Currently submitted to: JMIR Medical Informatics
Date Submitted: Mar 2, 2026
Open Peer Review Period: May 20, 2026 - Jul 20, 2026
(currently open for review)
Warning: This is an author submission that is not peer-reviewed or edited. Preprints - unless they show as "accepted" - should not be relied on to guide clinical practice or health-related behavior and should not be reported in news media as established information.

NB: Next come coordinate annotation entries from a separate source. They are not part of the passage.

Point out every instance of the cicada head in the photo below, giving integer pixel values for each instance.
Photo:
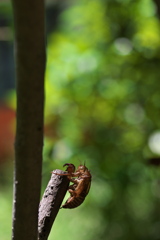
(70, 167)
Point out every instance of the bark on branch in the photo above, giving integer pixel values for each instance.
(50, 203)
(30, 68)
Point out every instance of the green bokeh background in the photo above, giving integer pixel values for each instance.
(102, 108)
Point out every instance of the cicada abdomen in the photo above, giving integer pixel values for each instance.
(81, 180)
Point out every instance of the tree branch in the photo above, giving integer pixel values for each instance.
(50, 203)
(30, 67)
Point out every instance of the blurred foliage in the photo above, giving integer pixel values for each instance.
(102, 107)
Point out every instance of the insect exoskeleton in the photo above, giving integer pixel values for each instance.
(81, 179)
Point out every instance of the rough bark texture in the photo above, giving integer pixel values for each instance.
(30, 67)
(50, 203)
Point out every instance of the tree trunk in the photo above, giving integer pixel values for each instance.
(30, 67)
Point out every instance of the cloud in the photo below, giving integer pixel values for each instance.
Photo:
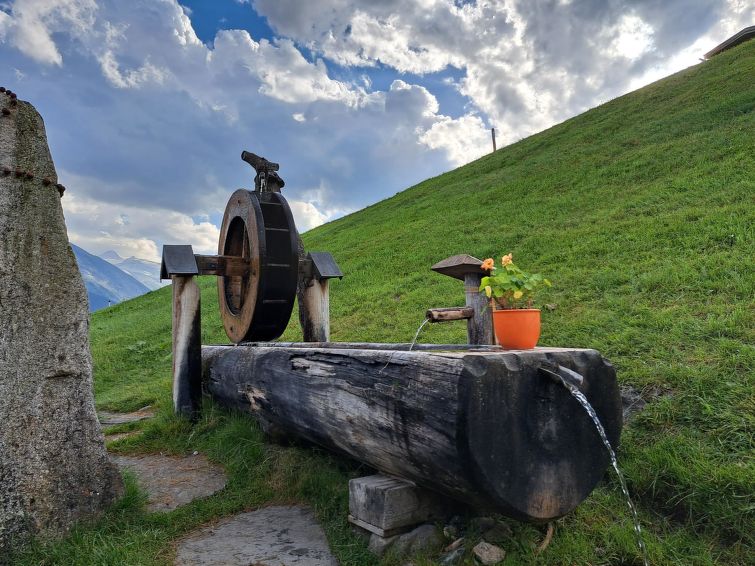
(132, 230)
(31, 24)
(527, 64)
(463, 139)
(146, 121)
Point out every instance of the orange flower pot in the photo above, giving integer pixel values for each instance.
(517, 329)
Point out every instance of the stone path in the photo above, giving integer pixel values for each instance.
(173, 481)
(272, 536)
(108, 419)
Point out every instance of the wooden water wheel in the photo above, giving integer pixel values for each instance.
(258, 226)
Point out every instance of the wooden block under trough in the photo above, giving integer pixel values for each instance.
(389, 506)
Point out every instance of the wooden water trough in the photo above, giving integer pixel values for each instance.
(484, 425)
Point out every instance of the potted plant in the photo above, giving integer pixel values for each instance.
(512, 292)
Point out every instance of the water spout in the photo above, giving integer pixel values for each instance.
(573, 381)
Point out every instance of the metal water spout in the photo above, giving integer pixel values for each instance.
(558, 372)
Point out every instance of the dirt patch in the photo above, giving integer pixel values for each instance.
(120, 435)
(173, 481)
(109, 419)
(273, 536)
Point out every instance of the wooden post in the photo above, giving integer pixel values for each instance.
(480, 326)
(180, 266)
(315, 270)
(314, 309)
(467, 268)
(187, 346)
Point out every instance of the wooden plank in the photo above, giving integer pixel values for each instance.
(481, 426)
(448, 314)
(187, 346)
(223, 265)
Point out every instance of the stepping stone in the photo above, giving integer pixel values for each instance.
(273, 536)
(173, 481)
(120, 435)
(108, 418)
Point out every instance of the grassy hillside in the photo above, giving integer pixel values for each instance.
(642, 213)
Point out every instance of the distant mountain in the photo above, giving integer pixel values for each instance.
(145, 271)
(106, 283)
(111, 256)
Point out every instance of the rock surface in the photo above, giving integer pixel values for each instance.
(488, 554)
(172, 482)
(273, 536)
(53, 466)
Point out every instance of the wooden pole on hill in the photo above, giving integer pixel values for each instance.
(187, 346)
(180, 266)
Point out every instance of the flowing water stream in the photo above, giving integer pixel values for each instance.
(411, 346)
(579, 396)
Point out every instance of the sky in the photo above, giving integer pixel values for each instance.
(149, 103)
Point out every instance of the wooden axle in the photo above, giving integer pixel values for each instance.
(223, 265)
(483, 426)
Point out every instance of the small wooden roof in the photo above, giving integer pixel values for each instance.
(325, 266)
(458, 266)
(178, 260)
(739, 37)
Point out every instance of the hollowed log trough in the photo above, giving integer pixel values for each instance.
(480, 424)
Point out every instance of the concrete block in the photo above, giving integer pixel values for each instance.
(388, 506)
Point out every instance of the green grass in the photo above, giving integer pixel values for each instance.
(642, 213)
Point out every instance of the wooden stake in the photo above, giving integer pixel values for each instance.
(187, 346)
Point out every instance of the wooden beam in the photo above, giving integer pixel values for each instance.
(484, 427)
(187, 346)
(447, 314)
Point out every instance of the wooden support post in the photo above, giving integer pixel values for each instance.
(467, 268)
(187, 346)
(314, 311)
(480, 326)
(315, 270)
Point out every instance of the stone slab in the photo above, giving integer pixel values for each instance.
(108, 419)
(273, 536)
(173, 481)
(386, 505)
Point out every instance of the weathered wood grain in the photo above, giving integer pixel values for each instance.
(314, 310)
(449, 314)
(482, 426)
(480, 326)
(187, 346)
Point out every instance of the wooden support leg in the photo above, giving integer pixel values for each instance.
(314, 311)
(187, 346)
(480, 326)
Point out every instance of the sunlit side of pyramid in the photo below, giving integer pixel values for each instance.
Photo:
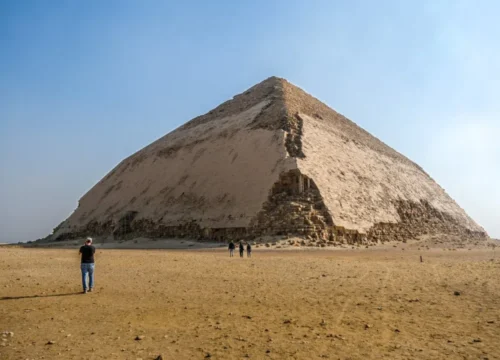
(271, 161)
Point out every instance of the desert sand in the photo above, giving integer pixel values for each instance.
(196, 304)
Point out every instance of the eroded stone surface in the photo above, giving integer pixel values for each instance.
(271, 161)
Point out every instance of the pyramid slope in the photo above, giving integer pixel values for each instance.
(235, 172)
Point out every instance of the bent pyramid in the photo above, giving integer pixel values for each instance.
(271, 161)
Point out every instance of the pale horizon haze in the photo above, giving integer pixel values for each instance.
(83, 85)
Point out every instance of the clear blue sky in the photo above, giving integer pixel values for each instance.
(83, 84)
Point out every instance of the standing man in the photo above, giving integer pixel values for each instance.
(242, 249)
(87, 265)
(231, 249)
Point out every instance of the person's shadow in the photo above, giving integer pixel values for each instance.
(36, 296)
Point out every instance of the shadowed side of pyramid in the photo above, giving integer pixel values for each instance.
(271, 161)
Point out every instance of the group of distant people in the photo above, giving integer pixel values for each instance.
(87, 252)
(232, 246)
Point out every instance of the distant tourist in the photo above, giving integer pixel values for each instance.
(242, 249)
(231, 249)
(87, 265)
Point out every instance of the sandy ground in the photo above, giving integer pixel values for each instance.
(352, 304)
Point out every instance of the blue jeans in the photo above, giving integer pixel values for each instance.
(87, 269)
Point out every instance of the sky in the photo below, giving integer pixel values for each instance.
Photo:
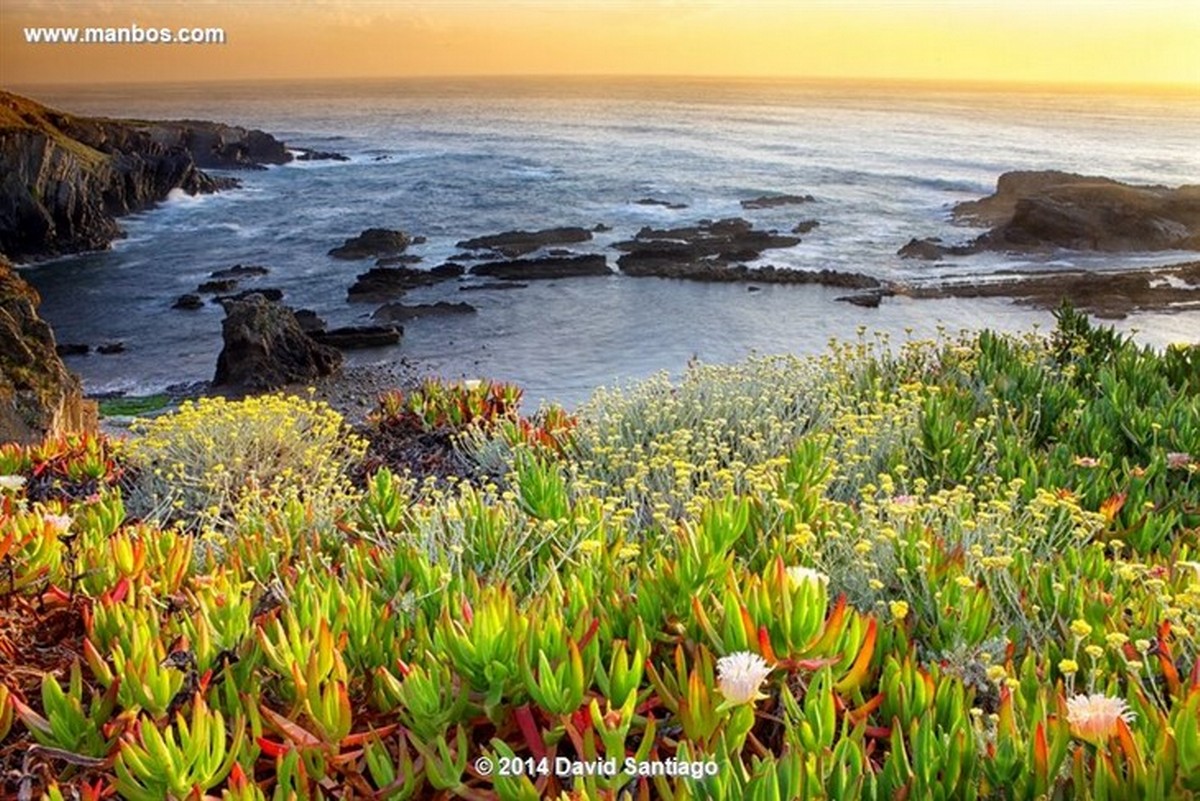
(1024, 41)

Developing Parsimonious Models of Acute Brain Dysfunction for Critically Ill Children in the Pediatric Intensive Care Unit: Leveraging Expert Knowledge and Causal Structure Learning
ABSTRACT
Background:
Almost 40% of children admitted to the pediatric intensive care unit (PICU) acquire secondary brain injuries or related morbidities, encompassing a wide range of diagnoses, each with different causes and treatments. To reduce related harms, clinicians need to identify at-risk patients as early as possible, which can be enabled by predictive models. However, the adoption of machine learning remains limited by concerns about model transparency and robustness. Causal structure learning (CSL) combined with expert knowledge may address these concerns by identifying potentially causal predictors, enabling more interpretable and clinically aligned models.
Objective:
In this study, we explore whether integrating clinician expertise with CSL algorithms may enable us: (1) To identify plausible causal drivers of acquired acute brain dysfunction (ABD) in the pediatric intensive care unit (PICU) and (2) Develop predictive models for ABD with a limited set of biomarkers without substantial loss in performance.
Methods:
We analyzed 18,568 PICU encounters from the University of Pittsburgh Medical Center Children’s Hospital (2010–2022) and elicited knowledge from experienced clinicians. Encounters with acquired ABD were defined using the validated ABD computable phenotype. Expert knowledge was elicited from four clinicians through iterative interviews to construct a consensus directed acyclic graph (DAG). Two CSL algorithms, GOLEM and PC-MB, were applied to enrich the clinician’s consensus DAG. Using multiple variations of the enriched DAGs, XGBoost models were trained using biomarkers identified as potential causes of acquired ABD; these were evaluated primarily by area under the precision-recall curve (AUPRC) due to the class imbalance in our dataset.
Results:
The clinician consensus DAG achieved acceptable inter-rater reliability (Fleiss’ Kappa = 0.62) after two rounds of interviews and identified 16 biomarkers as potential causes of acquired ABD. The PC-MB algorithm showed 78% concordance with clinician consensus, while GOLEM showed 46%. Together, the CSL algorithms identified seven biomarkers as potential causes that were not included in the clinician’s DAG: blood urea nitrogen, creatinine, dobutamine, glucose, potassium, PTT, SpO2. Predictive models trained on the intersection of clinician consensus and PC-MB DAGs achieved an AUPRC of 0.79 (95% CI: 0.75–0.82) using only 14 biomarkers, compared to an AUPRC of 0.81 (95% CI: 0.78–0.84) for the control model using all 45 biomarkers. When restricted to vitals and laboratory results alone, the best-performing model achieved an AUPRC of 0.77 (95% CI: 0.74–0.81).
Conclusions:
Combining clinical expertise with causal structure learning enables the identification of causal hypotheses consistent with the clinical understanding of the participating clinicians and the development of more parsimonious predictive models for acquired ABD in the PICU.